Body image, she expressed, was not the bulk of her anxiety, nor was it central to her project. But it was substantial for her personally, as was the case for many other women whom she knew and many whom she had interviewed for her project.
“I think circus is way more accepting of different body types than dance or gymnastics [and similar performance arts],” she said, “but, for me personally, that's been a struggle.”
And in general, she said, “The [circus] community makes good strides to address it, and be supportive of each other, but there's still that internal judgment. And going out on stage and not being a stick-thin person is a constant thing.”
She expressed that viewing photos of herself was a “constant battle of trying not to get down on [her]self.”
She added, “My anxiety piece wasn't necessarily about [body image], but it did come up in interviews. [That's] tied into feelings of self-worth, which is tied into anxiety.”
* * *
Luz and I drew our conversation to a close, each expressing our dread and anxiety about listening to our own voices on a recording, amused with our respective feelings of self-consciousness.
I had shared with her some of my own experiences, and she had shared some further details of her story. Each of us withstood the anticipation of judgment or the possibility of feeling misunderstood, because each of us valued connection more over those fears.

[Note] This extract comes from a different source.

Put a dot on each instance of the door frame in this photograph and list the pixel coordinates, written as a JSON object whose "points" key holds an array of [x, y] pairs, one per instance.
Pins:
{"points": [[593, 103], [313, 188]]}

“Once you're willing to just go there with someone and connect with them, and be frank about your own issues and talk about theirs, the willingness to [be vulnerable] open[s] doors for [others] to share their stories,” Luz observed.
Luz wanted “Anxiety Project” to create more transparency about mental illness; I wanted to write about it for similar reasons. What happens when you listen to your body, notice what it has to say, and tell the stories you keep hidden? Is our society ready to appreciate not only the beauty of performance but also the beauty of human connection without the need to perform?
And with that, I want to send out a “thank you” to Emma Luz for setting change in motion, and for giving not just a performance, but an invaluable story.